I'd be selling him a $15.00 shirt......)
I used to give deals like that when I started....lessons learned. I give discounts and specials to returning customers....not because I'm honored to get someone's business and being told more to come. Bring me the more and we talk.
You start cheap you will find it very hard to raise your price....
good luck.


----------



## hextex (Jul 20, 2008)

Had a guy last year tell me if I done his travel team jersey for cheaper he would would make sure I got the entire league this year. (He is also a league director). I had done several sets for him in the past and so I felt like we had a good relationship. I lowered the price a small amount. At the start of this season I emailed and called him and of course I have not heard a peep from him.


----------



## binki (Jul 16, 2006)

You forgot to add in the profit on the shirts. When a customer supplies us shirts we still charge the spiff we would have made with them. 

You also need to work out who pays for spoiled shirts.


----------



## SunEmbroidery (Oct 18, 2007)

I have found that those who ask for a low price in exchange for future work don't return. They just want a cheap price. That type of customer isn't worth having. What condition will the shirts be in? Totally wrinkled? Stained seconds? These customers devalue the industry by expecting us to work harder for the promise of future work. I would spend your time marketing for better customers.


----------



## francisdesigner (Mar 20, 2015)

2-color front @ $4.25 each for total of 125 shirts.... very good to me (screen printed).

..but then $1.00 for a vinyl letter on back??? not very good honestly....cutting time, weeding time, pressing time, electricity, your time.... wow! that's a lot of loss right there. you under valued your services right there, buddy.

oh, for sure, he will bring more business to you... but watch out, he will ask you for more lower price... until it's free.


----------



## Fanatic (Jan 19, 2015)

Well... I ended up well with this order. 
We did a plastisol 2 color front logo and a 1 color plastisol # on the back.
Parents will pay the extra $5.00 if they want a name on the back. 
I charged 5.65 per shirt (note, i DID NOT provide the shirt).
thanks all!


----------



## Fanatic (Jan 19, 2015)

$15, included the price of the shirt and my cost for the print/application. 
I know what he paid for the shirts so I made my price as high as I could to get to the $15. budget. thanks





lmcawards said:


> I'd be selling him a $15.00 shirt......)
> I used to give deals like that when I started....lessons learned.

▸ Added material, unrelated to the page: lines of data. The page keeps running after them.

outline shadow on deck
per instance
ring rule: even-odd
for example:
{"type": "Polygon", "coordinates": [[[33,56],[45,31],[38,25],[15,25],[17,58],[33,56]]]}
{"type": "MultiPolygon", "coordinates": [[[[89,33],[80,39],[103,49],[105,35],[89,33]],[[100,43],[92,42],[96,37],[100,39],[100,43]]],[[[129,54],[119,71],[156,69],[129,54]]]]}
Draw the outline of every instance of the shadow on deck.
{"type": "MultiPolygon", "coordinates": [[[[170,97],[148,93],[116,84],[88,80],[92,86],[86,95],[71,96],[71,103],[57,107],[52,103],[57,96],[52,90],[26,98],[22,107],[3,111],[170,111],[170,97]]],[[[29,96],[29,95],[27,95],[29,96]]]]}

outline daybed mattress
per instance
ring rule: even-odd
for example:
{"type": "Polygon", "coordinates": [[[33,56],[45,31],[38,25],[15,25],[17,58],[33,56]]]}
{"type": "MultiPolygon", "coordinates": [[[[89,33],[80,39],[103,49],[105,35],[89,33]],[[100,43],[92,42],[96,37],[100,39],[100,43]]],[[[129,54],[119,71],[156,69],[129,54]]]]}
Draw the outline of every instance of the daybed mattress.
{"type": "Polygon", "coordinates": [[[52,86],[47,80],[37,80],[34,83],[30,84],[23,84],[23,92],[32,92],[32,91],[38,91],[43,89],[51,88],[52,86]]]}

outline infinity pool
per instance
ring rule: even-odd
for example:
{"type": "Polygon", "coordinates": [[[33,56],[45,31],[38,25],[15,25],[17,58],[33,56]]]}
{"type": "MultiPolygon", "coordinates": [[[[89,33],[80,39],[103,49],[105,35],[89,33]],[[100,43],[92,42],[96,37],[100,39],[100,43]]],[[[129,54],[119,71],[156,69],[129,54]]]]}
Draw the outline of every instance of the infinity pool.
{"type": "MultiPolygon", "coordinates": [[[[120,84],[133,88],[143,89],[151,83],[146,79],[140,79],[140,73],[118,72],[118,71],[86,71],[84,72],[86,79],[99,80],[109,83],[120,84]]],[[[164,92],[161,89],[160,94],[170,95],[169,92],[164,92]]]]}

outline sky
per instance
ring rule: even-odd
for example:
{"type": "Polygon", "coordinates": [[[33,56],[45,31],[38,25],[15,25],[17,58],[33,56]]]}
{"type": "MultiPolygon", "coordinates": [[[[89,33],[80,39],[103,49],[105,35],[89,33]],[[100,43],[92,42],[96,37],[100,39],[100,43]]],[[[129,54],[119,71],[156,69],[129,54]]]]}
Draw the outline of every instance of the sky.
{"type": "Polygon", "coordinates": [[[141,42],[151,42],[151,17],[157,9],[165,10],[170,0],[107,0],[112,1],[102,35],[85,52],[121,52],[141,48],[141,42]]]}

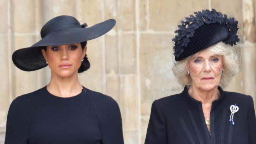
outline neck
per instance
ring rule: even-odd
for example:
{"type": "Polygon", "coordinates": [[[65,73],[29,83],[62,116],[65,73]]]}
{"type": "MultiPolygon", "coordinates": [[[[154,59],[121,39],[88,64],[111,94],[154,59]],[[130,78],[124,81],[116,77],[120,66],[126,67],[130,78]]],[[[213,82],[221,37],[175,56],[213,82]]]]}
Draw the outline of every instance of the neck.
{"type": "Polygon", "coordinates": [[[69,97],[80,94],[83,87],[79,82],[77,73],[67,77],[61,77],[52,72],[51,80],[47,86],[52,94],[61,97],[69,97]]]}
{"type": "Polygon", "coordinates": [[[211,105],[212,102],[219,98],[221,95],[217,87],[209,90],[205,90],[192,85],[189,89],[188,92],[192,98],[201,102],[202,105],[211,105]]]}

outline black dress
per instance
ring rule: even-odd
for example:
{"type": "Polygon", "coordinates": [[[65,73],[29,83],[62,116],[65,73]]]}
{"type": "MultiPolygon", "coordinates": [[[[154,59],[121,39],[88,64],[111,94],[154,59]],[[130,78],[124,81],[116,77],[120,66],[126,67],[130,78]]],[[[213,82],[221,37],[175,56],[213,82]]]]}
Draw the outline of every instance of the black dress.
{"type": "Polygon", "coordinates": [[[117,102],[84,87],[78,95],[63,98],[45,87],[18,97],[9,109],[6,144],[123,143],[117,102]]]}
{"type": "Polygon", "coordinates": [[[155,101],[145,144],[255,144],[256,117],[251,96],[223,91],[212,103],[211,131],[205,121],[202,103],[185,87],[180,94],[155,101]],[[230,122],[230,108],[239,108],[230,122]]]}

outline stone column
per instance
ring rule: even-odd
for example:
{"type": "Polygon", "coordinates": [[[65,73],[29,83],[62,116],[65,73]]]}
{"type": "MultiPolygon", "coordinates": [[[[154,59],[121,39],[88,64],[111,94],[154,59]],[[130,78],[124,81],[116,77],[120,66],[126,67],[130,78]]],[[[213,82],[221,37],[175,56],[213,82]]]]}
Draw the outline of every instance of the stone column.
{"type": "Polygon", "coordinates": [[[256,104],[255,0],[243,0],[243,41],[242,48],[244,93],[252,96],[256,104]]]}
{"type": "Polygon", "coordinates": [[[11,78],[10,72],[12,64],[11,57],[10,17],[8,12],[9,2],[0,1],[0,17],[2,19],[0,27],[0,144],[3,144],[5,135],[6,117],[10,103],[11,100],[11,78]]]}

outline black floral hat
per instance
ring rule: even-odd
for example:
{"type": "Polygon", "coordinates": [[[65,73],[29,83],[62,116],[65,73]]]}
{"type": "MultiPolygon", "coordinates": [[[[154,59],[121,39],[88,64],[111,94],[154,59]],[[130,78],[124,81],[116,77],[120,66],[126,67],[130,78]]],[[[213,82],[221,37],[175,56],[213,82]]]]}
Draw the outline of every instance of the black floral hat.
{"type": "Polygon", "coordinates": [[[203,10],[195,12],[182,21],[174,32],[174,55],[176,61],[223,41],[233,46],[239,41],[237,32],[238,22],[225,14],[203,10]]]}

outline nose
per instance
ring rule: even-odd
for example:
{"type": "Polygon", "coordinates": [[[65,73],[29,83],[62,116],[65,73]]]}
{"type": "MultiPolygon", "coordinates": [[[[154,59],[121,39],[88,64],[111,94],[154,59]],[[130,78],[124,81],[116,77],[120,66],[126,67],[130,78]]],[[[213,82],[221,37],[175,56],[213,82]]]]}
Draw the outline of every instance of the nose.
{"type": "Polygon", "coordinates": [[[206,62],[204,65],[204,70],[205,72],[210,72],[211,70],[211,65],[210,65],[210,64],[208,61],[206,62]]]}
{"type": "Polygon", "coordinates": [[[61,48],[61,60],[67,60],[69,59],[69,53],[67,52],[67,50],[66,48],[61,48]]]}

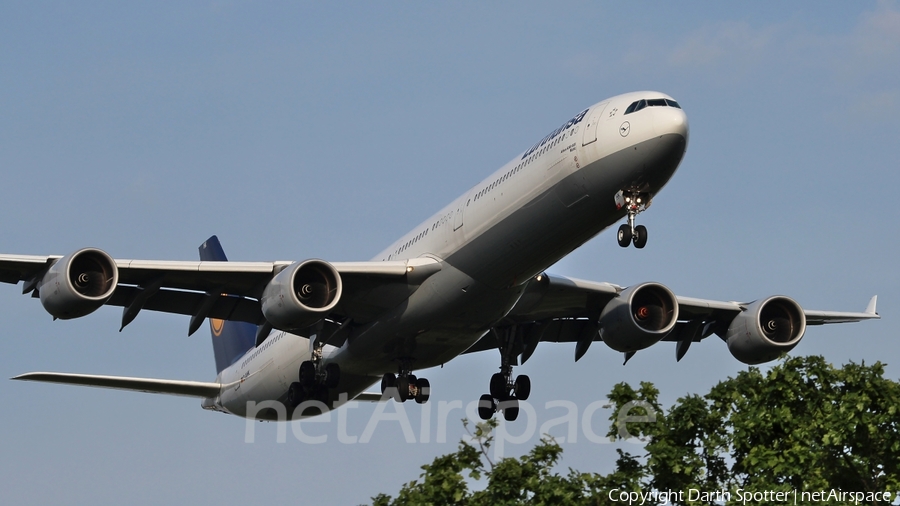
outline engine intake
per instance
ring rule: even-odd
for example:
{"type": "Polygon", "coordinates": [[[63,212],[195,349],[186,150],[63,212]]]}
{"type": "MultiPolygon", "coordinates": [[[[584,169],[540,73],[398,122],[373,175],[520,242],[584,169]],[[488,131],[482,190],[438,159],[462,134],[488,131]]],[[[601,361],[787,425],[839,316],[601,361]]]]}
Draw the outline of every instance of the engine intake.
{"type": "Polygon", "coordinates": [[[731,322],[725,340],[734,358],[755,365],[777,359],[797,346],[806,332],[806,315],[789,297],[758,300],[731,322]]]}
{"type": "Polygon", "coordinates": [[[84,248],[57,260],[41,279],[38,293],[48,313],[68,320],[96,311],[112,297],[118,282],[112,257],[84,248]]]}
{"type": "Polygon", "coordinates": [[[277,329],[307,327],[334,309],[341,290],[341,276],[328,262],[295,262],[276,274],[263,291],[263,316],[277,329]]]}
{"type": "Polygon", "coordinates": [[[675,295],[659,283],[626,288],[600,314],[600,334],[622,352],[650,347],[666,337],[678,320],[675,295]]]}

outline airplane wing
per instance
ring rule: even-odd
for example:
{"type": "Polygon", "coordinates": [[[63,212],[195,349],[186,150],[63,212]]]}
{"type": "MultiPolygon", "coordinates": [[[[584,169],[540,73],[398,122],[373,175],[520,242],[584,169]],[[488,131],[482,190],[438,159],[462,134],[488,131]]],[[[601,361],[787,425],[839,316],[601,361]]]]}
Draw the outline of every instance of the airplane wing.
{"type": "Polygon", "coordinates": [[[93,374],[68,374],[56,372],[30,372],[15,376],[14,380],[42,381],[100,388],[133,390],[154,394],[183,395],[187,397],[216,397],[224,386],[220,383],[178,381],[124,376],[98,376],[93,374]]]}
{"type": "MultiPolygon", "coordinates": [[[[108,270],[115,270],[116,275],[107,277],[115,281],[115,290],[102,303],[125,308],[122,328],[147,309],[192,316],[189,334],[207,317],[264,324],[260,306],[263,290],[273,277],[294,265],[286,261],[113,260],[100,250],[88,248],[65,257],[0,255],[0,282],[24,281],[23,293],[39,297],[41,286],[48,283],[48,273],[61,263],[68,261],[68,266],[81,261],[73,258],[83,252],[82,258],[93,255],[98,261],[107,258],[114,263],[115,269],[108,270]]],[[[425,278],[440,270],[440,264],[431,258],[327,265],[339,273],[343,286],[343,295],[330,314],[338,319],[352,318],[356,323],[365,323],[399,304],[425,278]]]]}
{"type": "MultiPolygon", "coordinates": [[[[496,349],[499,342],[498,333],[513,331],[520,335],[519,349],[516,352],[521,354],[523,363],[528,360],[539,342],[577,343],[575,357],[578,360],[591,342],[604,340],[601,324],[604,321],[602,318],[605,314],[604,311],[608,310],[607,306],[627,297],[630,291],[630,288],[610,283],[540,274],[532,280],[518,304],[509,314],[497,322],[493,331],[473,345],[466,353],[496,349]]],[[[665,289],[665,292],[668,292],[668,289],[665,289]]],[[[758,317],[758,311],[761,310],[762,304],[774,299],[777,299],[783,307],[788,309],[796,307],[799,312],[802,312],[802,325],[799,323],[795,325],[800,329],[797,333],[801,337],[802,329],[805,329],[806,325],[851,323],[880,318],[876,311],[877,296],[872,297],[862,312],[802,309],[787,297],[780,296],[748,303],[674,295],[673,297],[677,311],[672,311],[670,308],[670,313],[677,317],[674,326],[661,340],[677,343],[676,358],[678,360],[684,357],[692,342],[701,341],[713,334],[726,340],[729,329],[736,318],[741,315],[747,316],[750,313],[754,313],[758,317]]],[[[609,318],[608,321],[612,321],[612,318],[609,318]]],[[[608,339],[611,341],[612,337],[615,336],[609,336],[608,339]]],[[[785,338],[785,351],[796,345],[797,341],[799,341],[799,337],[795,340],[785,338]]],[[[627,362],[634,355],[635,350],[625,353],[627,362]]],[[[738,353],[740,354],[740,351],[738,353]]],[[[751,355],[755,356],[755,353],[754,349],[751,355]]],[[[753,356],[749,360],[755,360],[753,356]]]]}

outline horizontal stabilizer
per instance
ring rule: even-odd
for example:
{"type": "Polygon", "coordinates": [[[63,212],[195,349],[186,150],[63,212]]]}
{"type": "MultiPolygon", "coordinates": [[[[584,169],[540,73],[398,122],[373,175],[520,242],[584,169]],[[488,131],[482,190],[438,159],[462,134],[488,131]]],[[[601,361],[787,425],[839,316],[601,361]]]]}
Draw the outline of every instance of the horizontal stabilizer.
{"type": "Polygon", "coordinates": [[[878,296],[876,295],[869,300],[869,304],[866,306],[866,310],[863,313],[804,310],[804,313],[806,313],[806,324],[822,325],[825,323],[851,323],[863,320],[877,320],[881,318],[875,308],[877,302],[878,296]]]}
{"type": "Polygon", "coordinates": [[[878,296],[873,295],[872,299],[869,300],[869,305],[866,306],[866,313],[868,314],[878,314],[878,311],[875,310],[875,304],[878,302],[878,296]]]}
{"type": "Polygon", "coordinates": [[[58,372],[29,372],[14,380],[43,381],[87,387],[117,388],[152,394],[184,395],[188,397],[216,397],[222,389],[220,383],[200,381],[162,380],[152,378],[128,378],[124,376],[98,376],[93,374],[67,374],[58,372]]]}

I give discounts and specials to returning customers....not because I'm honored to get someone's business and being told more to come. Bring me the more and we talk.
> You start cheap you will find it very hard to raise your price....
> good luck.


----------



## Viper Graphics (Mar 28, 2009)

Fanatic said:


> $15, included the price of the shirt and my cost for the print/application.
> I know what he paid for the shirts so I made my price as high as I could to get to the $15. budget. thanks


You did good, sounds like he paid upwards of 8-9 bucks a shirt? Use that info to your advantage and let him know you can beat that by a buck or two and make even more money if you get repeat from them.
good job!


----------